It’s worth to point out that although the confusion matrices we are seeing in this presentation are color coded, this is not normal practice and they are only color coded here on this blog to help in explaining how they work.

Performance metrices

We will now look at how we typically use these four values in the Matrix to generate different measures of classifier performance. Although machine learning development frameworks automatically provide us with measures of machine learning

model performance, we should also be able to calculate these metrics from the confusion matrix so that we understand what the measures are telling us.

Accuracy

On this section we introduce accuracy, which is by far the most widely used metric used for classifiers. Accuracy is very intuitive and is simply the proportion of true or green predictions.

So the number of true predictions is the number of true negatives, plus the number of true positives. And the total number of predictions is the sum of all four entries in the confusion matrix.

Now we come back with the example for our car classifier. Using the car image classifier, we can see that accuracy is the proportion of true predictions. In this example, we have 950 correct predictions out of the total of 1000.And so this gives us an accuracy of 0.95 or 95%.

Precision

Precision is a separate metric that tells us how good we are at predicting positives. It measures the proportion of true positives we predict out of all positive predictions. Therefore, to achieve a higher precision, we want the number of false positives to be as low as possible. Another way to look at this is to understand that we will aim for a high precision when we do not want or cannot accept many false positives. Remember that a false positive is when we wrongly predict a positive. For instance, we predict that the image contains a car when in reality the image shows a bus.

You can imagine that in some circumstances high precision is very important. For instance, imagine we had a machine learning system that decided if you were guilty of a crime or not. Luckily, although such systems have been built and are used. So far, humans have only used them for guidance rather than allowing them to actually make decisions. As the person on trial, you would want such a system to have an extremely high or even perfect precision as you would not want it to predict you were guilty, a false positive, if there was any chance, you were not guilty.

Let’s look at an example of measuring precision for our car classifier. Using the car recognition classifier, Precision tells us how good the model is when it predicts that the image contains a car.
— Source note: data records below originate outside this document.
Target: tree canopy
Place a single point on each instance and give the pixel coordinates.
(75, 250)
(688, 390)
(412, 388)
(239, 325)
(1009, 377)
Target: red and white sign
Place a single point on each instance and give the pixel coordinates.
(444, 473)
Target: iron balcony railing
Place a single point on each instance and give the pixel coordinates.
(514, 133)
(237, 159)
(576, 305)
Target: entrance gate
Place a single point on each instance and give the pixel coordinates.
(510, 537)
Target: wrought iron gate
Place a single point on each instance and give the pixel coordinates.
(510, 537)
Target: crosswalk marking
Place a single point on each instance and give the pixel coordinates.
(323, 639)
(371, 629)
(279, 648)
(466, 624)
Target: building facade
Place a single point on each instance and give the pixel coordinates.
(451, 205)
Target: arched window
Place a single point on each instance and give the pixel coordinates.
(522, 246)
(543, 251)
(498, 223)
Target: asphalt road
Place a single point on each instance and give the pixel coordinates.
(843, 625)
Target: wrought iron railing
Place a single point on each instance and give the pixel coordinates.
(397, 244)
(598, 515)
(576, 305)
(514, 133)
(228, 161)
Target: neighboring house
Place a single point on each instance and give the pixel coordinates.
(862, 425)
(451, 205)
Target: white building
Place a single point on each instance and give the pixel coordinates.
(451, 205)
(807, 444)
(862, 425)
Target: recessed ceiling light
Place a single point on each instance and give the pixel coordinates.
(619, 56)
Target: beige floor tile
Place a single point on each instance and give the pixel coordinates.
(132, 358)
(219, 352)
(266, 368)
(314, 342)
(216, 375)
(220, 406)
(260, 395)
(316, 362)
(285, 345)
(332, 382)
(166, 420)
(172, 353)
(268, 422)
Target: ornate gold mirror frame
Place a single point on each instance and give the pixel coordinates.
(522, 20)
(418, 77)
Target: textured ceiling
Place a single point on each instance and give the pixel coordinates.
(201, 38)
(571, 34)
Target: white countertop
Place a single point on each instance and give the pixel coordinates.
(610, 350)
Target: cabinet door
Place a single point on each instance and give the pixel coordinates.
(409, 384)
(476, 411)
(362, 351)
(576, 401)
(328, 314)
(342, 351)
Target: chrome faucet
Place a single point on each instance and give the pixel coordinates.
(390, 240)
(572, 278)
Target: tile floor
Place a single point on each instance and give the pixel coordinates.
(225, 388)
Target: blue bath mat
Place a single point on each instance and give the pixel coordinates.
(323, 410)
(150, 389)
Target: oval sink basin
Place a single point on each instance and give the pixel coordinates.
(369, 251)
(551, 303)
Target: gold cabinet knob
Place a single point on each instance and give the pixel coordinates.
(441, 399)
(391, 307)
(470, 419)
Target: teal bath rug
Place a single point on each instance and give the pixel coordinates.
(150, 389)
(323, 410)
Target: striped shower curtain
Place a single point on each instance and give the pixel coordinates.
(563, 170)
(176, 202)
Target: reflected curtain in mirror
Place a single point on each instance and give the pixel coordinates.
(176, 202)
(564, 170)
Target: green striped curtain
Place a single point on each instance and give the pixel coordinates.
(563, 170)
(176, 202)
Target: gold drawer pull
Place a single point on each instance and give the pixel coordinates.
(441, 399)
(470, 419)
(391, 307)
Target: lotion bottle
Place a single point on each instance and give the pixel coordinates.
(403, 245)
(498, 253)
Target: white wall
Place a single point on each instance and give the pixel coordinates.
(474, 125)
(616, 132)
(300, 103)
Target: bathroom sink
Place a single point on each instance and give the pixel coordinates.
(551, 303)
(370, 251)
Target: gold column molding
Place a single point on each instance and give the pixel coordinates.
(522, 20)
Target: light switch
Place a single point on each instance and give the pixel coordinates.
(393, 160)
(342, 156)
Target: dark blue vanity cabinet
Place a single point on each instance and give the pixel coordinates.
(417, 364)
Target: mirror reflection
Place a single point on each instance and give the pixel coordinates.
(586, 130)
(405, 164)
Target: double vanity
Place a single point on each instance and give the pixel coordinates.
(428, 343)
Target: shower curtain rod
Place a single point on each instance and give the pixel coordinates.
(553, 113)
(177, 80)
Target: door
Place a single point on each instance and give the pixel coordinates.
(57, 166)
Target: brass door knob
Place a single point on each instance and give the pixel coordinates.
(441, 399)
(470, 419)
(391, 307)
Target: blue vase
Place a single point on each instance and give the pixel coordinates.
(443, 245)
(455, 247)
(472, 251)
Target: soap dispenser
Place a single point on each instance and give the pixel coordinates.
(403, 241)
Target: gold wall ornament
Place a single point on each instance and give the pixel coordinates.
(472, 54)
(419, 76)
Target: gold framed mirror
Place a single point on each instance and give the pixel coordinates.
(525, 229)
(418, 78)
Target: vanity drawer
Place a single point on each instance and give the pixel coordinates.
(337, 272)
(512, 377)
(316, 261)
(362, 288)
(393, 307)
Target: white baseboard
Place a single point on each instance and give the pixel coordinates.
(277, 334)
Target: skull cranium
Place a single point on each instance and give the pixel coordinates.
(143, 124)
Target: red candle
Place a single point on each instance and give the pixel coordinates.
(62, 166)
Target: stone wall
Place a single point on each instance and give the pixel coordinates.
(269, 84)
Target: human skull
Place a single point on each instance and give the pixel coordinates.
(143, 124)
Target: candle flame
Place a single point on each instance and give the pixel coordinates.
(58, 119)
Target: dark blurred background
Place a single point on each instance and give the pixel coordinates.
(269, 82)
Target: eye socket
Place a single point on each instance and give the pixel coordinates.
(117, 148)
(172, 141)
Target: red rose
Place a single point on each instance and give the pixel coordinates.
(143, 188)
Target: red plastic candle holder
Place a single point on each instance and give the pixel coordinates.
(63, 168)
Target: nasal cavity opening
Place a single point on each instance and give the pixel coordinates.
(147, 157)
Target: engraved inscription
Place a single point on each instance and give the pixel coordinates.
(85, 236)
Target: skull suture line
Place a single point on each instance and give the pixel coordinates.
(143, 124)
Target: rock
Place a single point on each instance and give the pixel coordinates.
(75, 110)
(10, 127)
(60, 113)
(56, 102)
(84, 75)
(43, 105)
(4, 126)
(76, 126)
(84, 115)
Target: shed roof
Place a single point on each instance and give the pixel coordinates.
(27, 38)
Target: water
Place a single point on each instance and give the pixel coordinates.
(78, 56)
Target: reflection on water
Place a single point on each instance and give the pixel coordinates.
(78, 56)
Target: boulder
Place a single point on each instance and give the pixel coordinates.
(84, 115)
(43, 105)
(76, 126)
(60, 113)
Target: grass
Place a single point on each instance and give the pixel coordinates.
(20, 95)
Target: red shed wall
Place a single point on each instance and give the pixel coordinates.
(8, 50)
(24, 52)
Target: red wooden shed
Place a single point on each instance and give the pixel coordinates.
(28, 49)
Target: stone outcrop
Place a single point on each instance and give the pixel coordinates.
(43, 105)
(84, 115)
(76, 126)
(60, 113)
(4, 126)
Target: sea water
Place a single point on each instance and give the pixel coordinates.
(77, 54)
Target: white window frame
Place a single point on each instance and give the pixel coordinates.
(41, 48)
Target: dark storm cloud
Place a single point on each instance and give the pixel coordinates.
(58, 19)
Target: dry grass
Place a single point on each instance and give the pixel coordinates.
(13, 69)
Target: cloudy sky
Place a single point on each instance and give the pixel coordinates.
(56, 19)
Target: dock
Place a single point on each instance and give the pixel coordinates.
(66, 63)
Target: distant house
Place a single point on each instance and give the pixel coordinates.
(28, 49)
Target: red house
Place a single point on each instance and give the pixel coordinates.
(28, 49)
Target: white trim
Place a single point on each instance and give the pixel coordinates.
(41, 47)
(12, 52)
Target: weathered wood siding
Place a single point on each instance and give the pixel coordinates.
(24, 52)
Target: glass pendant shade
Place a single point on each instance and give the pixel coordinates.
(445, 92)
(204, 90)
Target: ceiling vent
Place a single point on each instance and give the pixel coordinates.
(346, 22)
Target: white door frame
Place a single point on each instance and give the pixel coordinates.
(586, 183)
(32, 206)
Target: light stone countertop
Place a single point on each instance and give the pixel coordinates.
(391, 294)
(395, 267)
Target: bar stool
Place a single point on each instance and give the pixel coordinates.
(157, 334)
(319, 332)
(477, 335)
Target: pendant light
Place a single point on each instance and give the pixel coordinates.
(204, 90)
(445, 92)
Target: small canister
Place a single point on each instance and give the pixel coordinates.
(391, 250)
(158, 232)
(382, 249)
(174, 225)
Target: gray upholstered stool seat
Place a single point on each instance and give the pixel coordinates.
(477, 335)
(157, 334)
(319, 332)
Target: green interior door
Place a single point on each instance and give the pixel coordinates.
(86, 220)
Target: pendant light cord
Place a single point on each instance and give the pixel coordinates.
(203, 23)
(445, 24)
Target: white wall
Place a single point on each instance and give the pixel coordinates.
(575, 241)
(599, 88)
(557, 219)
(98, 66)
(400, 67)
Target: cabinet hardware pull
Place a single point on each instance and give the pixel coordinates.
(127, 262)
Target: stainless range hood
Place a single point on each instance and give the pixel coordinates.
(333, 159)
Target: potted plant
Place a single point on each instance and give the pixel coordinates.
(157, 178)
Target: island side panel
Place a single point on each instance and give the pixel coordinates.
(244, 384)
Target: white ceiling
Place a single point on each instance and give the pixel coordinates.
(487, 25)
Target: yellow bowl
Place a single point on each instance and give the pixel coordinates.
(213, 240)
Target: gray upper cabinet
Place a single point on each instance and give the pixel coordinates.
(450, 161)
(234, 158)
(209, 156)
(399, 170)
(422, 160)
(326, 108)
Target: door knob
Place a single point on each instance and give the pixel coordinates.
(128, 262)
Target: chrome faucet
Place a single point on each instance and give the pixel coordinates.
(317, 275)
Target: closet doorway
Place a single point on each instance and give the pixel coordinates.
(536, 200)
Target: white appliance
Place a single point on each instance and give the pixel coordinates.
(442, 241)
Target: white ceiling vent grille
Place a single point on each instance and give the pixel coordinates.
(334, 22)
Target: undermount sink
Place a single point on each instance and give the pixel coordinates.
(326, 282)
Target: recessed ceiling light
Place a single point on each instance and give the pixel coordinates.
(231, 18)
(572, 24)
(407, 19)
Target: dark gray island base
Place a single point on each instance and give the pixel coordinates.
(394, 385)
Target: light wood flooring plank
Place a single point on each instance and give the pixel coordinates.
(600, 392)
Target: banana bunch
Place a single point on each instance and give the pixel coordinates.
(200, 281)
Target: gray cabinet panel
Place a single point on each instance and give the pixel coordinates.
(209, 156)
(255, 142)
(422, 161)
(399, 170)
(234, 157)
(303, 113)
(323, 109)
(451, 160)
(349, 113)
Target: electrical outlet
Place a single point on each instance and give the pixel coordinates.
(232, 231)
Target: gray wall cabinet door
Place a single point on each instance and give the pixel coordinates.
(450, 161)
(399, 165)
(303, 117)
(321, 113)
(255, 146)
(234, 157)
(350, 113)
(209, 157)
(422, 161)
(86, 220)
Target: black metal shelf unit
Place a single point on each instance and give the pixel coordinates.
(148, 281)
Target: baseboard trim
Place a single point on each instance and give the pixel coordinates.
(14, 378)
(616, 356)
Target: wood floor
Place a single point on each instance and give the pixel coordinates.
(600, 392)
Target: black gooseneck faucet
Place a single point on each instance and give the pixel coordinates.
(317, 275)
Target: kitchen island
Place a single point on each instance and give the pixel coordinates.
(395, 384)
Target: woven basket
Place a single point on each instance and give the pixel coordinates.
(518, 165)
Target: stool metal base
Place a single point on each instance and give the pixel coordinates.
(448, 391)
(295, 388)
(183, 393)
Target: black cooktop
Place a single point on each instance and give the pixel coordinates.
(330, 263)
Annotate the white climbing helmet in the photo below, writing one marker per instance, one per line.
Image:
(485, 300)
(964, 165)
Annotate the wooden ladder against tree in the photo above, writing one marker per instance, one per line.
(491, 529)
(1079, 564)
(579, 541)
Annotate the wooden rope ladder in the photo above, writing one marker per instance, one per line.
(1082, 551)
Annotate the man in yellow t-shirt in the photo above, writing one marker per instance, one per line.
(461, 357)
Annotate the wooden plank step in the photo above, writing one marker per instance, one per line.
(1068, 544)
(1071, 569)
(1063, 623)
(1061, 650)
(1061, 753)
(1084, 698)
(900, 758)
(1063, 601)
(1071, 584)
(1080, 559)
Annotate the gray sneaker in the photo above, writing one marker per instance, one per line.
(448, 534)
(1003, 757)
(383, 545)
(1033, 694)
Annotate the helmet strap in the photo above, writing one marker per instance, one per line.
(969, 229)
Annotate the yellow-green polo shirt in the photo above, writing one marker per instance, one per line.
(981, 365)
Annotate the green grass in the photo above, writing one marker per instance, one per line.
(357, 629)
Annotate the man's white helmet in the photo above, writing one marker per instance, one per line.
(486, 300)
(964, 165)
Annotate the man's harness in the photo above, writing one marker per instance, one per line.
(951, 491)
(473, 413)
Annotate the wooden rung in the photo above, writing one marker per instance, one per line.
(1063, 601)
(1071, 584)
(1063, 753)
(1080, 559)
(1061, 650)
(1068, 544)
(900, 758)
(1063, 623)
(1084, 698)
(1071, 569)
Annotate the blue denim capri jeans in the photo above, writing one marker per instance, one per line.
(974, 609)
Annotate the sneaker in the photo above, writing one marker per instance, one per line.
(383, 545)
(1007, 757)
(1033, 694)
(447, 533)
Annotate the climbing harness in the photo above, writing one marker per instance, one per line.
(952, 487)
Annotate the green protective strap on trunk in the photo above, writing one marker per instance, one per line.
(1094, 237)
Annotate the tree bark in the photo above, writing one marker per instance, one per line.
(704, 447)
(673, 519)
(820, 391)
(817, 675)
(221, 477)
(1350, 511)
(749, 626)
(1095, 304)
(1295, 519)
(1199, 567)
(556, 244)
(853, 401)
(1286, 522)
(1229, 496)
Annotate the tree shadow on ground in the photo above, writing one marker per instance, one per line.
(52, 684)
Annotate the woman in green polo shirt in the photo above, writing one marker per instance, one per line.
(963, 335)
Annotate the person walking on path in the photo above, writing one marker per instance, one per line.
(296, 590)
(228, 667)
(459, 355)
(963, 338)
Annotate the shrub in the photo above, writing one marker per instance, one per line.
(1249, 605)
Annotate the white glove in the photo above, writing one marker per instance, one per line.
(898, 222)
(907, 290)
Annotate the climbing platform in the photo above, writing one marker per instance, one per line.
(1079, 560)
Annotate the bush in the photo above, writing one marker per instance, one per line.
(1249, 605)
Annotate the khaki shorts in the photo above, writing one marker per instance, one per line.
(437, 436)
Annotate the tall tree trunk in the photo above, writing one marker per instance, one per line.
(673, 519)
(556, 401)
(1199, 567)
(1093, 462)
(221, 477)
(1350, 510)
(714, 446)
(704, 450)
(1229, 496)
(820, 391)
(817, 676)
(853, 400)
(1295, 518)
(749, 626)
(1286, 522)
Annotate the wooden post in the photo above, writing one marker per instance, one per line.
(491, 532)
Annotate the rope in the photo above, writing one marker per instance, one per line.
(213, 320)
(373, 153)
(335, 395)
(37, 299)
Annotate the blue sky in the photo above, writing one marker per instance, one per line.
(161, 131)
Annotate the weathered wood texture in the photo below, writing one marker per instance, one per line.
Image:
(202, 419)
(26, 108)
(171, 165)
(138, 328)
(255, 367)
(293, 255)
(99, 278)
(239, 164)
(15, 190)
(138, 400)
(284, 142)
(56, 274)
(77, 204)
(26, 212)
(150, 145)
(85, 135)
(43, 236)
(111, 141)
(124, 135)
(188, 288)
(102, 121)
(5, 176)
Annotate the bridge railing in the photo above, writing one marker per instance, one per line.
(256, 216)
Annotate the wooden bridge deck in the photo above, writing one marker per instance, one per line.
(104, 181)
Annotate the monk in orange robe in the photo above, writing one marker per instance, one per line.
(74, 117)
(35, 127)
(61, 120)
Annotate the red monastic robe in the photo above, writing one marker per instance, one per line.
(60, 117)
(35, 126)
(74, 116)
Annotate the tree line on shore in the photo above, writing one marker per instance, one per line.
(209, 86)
This gives us a precision of 100 out of 130 or 0.77, which tells us that we are right 77% of the time when we predict an image as a car.

Recall (Sensitivity)

Recall or sensitivity is a separate metric that tells us how good we are at recognizing the actual positives. For a classified to do well with recall. We want the number of actual positives that are wrongly predicted to be negative, to be as low as possible. Ideally, we want all actual positives to be correctly identified.

And if we only care about recall, it does not matter how many false positives there are. So we can build a model that is very inclined to say that an observation is positive. Of course, if we do this, we may end up with a high value for recall, but we would also very likely end up with a low value for precision.

So why would we want a high value for recall?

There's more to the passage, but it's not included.